According to most scientists, Earth was formed between 4.5 and 4.6 billion years ago after gravity forced gas and dust left over from the creation of the Sun accreted into an object called a planetesimal.
Over time, the planetesimal continued to gather more and more material and eventually became a planet.
Scientists say heat produced by this formation process caused our early planet to melt.
The heat separated Earth’s material into layers with heavy matter such as iron sinking down to the center of planet to form its core.
Lighter and less dense material such as silicates floated above the core, subsequently forming what would become the Earth’s mantle and crust.
As the planet evolved, the mantle continued this process of melting and separating with heavier remnants sinking downwards and lighter material rising toward the top to form the Earth’s crust.
It’s thought this process, over the years, changed the chemical composition of the mantle to a point where any of the original ancient mantle material dating back to the core’s formation may have completely disappeared.
Now a consortium of US and Canadian research institutions say they have found two ‘birthmarks’ of silicate material from Earth’s mantle that may have formed when our planet was a mere 50 million years old.
Writing in the journal Science, the researchers say they’ve found clear signatures of this unique silicate material in comparatively young rocks from two locations that are a long distance from each other.
One of the samples of the ancient material came from Baffin Island, which is located off the coast of northern Canada, while the other was found in the Ontong-Java Plateau just north of the Solomon Islands in the Pacific Ocean.
The volcanic rock containing the primitive mantle signatures are known as flood basalts and were created about 60 to 120 million years ago by massive lava eruptions.
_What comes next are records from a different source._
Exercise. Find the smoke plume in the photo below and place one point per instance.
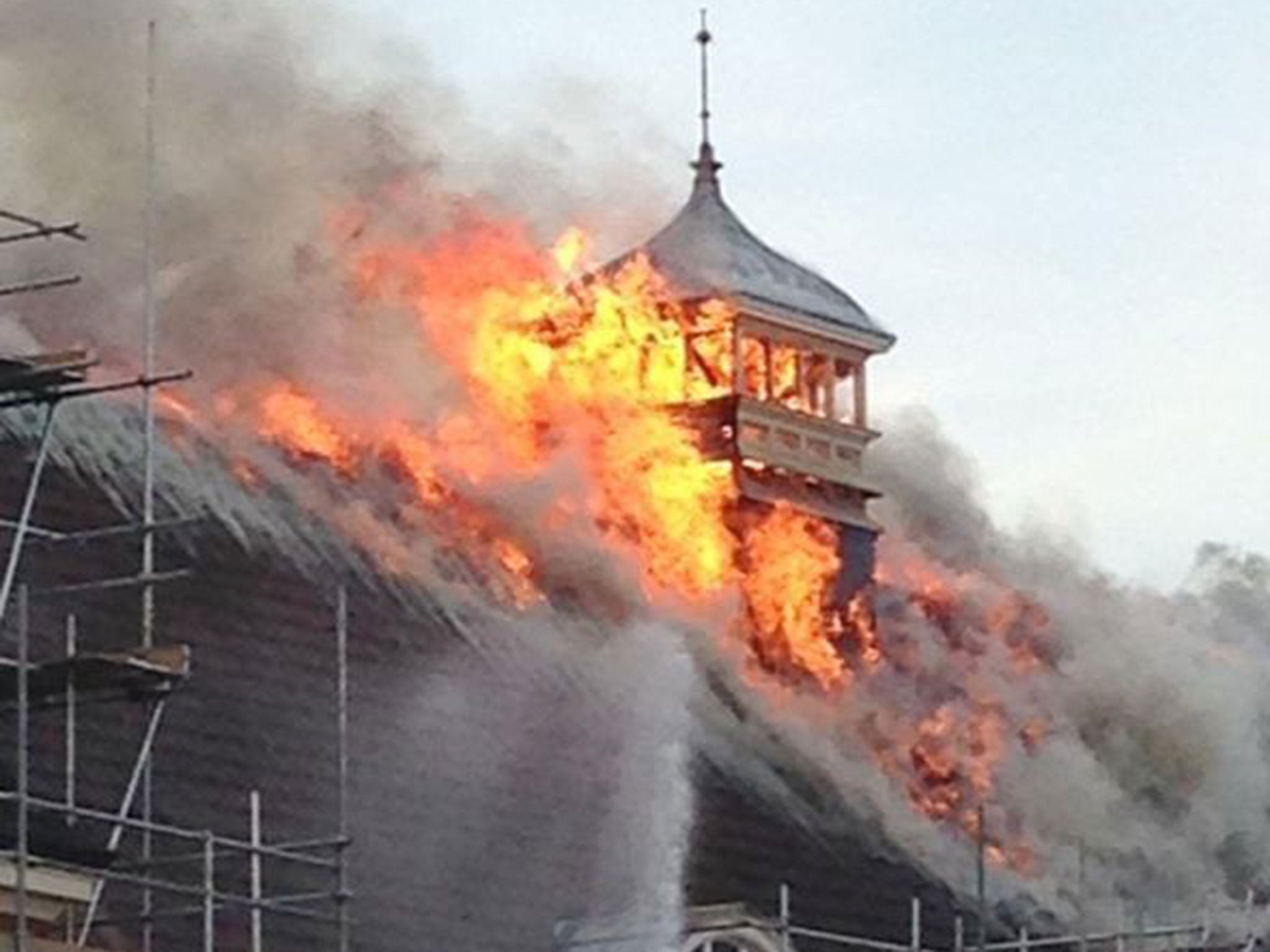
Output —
(1127, 725)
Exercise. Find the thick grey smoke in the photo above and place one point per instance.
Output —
(276, 122)
(1155, 760)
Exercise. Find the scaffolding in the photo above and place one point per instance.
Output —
(54, 897)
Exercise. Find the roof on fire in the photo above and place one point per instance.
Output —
(706, 252)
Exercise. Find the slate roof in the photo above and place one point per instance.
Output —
(706, 252)
(483, 799)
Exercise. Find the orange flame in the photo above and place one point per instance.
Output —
(562, 387)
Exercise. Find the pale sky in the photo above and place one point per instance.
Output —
(1062, 208)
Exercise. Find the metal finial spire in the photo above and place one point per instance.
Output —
(704, 40)
(705, 164)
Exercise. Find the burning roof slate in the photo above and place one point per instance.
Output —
(252, 612)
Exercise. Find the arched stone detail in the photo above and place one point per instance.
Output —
(747, 938)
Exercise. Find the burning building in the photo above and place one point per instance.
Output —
(596, 545)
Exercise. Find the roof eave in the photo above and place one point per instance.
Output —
(873, 340)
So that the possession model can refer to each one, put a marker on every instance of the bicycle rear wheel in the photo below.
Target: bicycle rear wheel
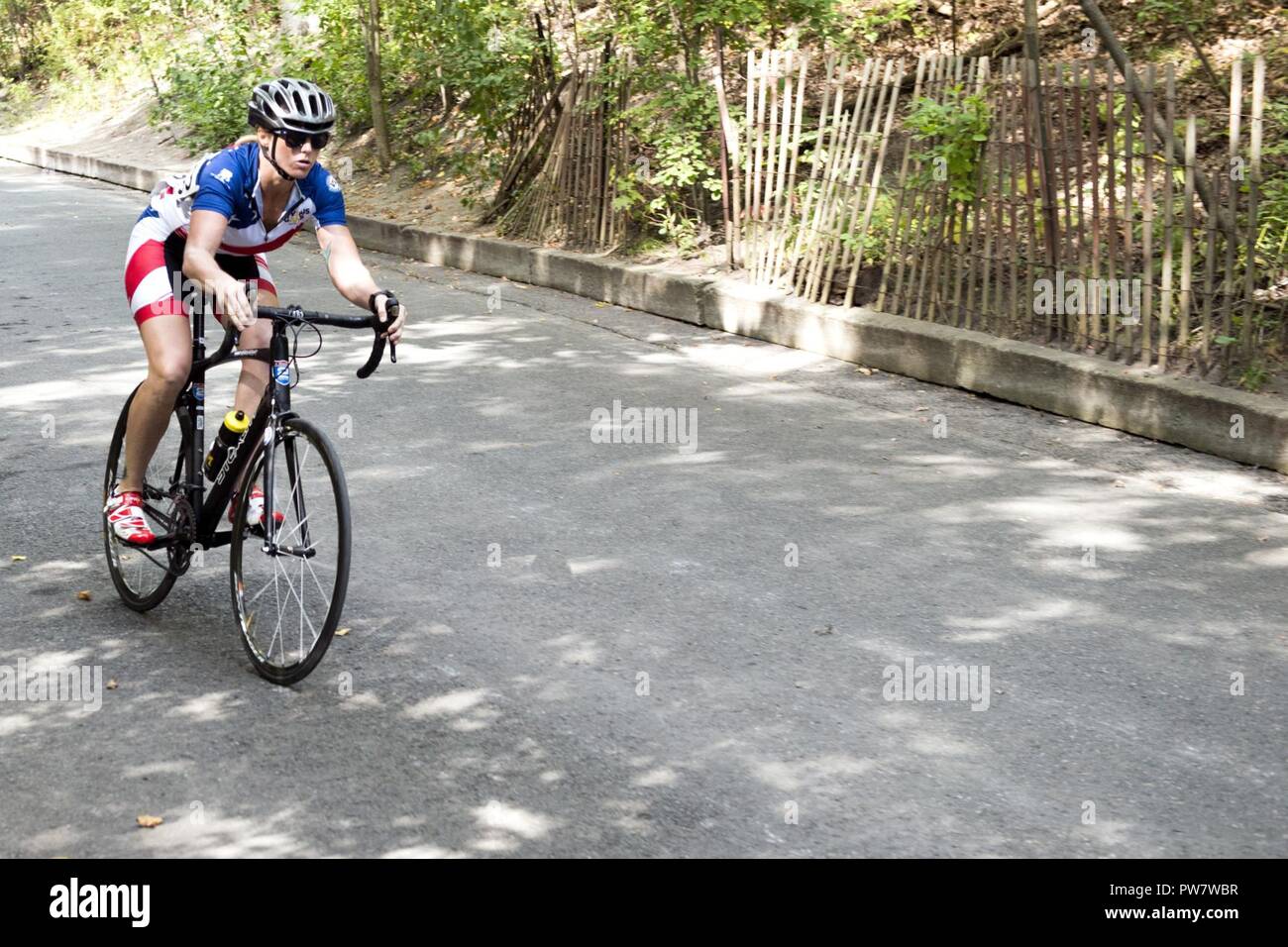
(143, 578)
(288, 596)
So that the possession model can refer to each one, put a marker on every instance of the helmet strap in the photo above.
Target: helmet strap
(268, 154)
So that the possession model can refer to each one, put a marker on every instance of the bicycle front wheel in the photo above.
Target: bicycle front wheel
(288, 581)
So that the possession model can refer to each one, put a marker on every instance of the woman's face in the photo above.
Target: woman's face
(296, 162)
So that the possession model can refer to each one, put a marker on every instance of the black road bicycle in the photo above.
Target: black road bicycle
(290, 573)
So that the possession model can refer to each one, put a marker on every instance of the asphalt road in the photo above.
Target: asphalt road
(562, 647)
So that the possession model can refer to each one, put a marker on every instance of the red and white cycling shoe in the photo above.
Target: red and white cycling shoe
(256, 514)
(125, 515)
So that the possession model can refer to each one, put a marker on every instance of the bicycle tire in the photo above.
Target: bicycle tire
(291, 431)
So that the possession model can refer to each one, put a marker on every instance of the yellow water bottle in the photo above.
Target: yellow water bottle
(230, 433)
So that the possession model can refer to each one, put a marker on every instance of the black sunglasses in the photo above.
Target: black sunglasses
(295, 140)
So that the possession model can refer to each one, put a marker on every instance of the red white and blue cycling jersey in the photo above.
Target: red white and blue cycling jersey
(227, 183)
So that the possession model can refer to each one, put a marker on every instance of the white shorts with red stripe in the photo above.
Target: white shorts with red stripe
(154, 275)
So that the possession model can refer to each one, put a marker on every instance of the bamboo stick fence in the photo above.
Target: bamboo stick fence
(1115, 256)
(570, 200)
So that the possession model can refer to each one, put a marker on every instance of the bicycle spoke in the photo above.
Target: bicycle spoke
(308, 525)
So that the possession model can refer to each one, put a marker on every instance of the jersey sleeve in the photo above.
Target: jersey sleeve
(329, 198)
(218, 184)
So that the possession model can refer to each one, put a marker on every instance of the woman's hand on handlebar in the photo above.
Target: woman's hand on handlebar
(394, 331)
(232, 302)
What led the researchers to detect the primordial mantle material in the volcanic rock was a profusion of an isotope of tungsten called tungsten-182.
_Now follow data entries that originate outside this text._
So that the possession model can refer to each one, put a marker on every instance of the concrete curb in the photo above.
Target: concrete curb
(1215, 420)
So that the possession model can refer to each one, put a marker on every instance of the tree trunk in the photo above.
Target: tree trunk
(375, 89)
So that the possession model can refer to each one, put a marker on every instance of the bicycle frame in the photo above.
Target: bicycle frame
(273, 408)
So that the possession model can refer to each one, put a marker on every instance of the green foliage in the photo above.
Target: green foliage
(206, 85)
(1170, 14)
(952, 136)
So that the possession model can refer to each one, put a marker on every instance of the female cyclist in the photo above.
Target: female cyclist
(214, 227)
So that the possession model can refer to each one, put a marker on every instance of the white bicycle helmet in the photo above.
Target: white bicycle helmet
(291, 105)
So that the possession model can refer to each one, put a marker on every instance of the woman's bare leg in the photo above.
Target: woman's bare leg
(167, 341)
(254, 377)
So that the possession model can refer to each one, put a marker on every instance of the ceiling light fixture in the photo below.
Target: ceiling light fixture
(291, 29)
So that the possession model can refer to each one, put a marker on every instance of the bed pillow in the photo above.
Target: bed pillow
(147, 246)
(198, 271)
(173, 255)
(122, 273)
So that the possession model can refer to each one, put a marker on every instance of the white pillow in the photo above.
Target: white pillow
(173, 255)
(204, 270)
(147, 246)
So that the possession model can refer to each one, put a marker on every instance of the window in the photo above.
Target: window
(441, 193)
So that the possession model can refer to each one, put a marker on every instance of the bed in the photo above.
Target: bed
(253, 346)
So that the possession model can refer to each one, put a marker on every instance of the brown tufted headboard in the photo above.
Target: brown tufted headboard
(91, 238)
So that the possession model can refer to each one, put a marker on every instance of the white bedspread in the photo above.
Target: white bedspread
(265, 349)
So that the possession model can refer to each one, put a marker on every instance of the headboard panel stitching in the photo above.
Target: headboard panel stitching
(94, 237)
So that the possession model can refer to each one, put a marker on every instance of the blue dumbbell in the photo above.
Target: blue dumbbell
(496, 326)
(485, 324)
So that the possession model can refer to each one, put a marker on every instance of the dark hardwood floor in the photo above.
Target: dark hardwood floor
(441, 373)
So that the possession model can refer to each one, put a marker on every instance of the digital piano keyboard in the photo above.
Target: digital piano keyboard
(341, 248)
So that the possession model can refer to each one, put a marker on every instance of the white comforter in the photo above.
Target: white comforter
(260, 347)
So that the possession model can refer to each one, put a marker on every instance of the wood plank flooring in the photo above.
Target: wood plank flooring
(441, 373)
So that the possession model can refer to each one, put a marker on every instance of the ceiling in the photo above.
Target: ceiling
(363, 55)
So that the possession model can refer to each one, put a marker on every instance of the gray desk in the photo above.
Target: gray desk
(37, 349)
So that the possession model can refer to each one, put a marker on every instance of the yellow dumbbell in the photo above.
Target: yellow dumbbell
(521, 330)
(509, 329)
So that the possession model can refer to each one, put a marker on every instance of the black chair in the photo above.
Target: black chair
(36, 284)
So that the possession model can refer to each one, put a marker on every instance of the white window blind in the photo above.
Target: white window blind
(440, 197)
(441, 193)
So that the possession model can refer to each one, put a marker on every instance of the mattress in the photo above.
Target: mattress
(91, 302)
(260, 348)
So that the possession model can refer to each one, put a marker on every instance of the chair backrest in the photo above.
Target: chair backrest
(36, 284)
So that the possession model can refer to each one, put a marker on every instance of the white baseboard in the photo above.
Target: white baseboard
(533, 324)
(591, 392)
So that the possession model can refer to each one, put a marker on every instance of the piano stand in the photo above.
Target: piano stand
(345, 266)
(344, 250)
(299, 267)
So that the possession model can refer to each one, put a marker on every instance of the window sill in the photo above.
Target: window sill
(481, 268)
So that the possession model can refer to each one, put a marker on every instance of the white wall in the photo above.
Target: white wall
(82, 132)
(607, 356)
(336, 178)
Scientists say this tungsten isotope is created when an isotope of the element hafnium (hafnium-182) undergoes radioactive decay – changes in its elemental composition as it gives off radiation.
According to the researchers, the radioactive decay of hafnium-182 into tungsten-182 takes place so quickly – about 9 million years – that differences in the amounts of tungsten-182 compared to other tungsten isotopes can only be due to processes that took place very early in the history of our Solar System.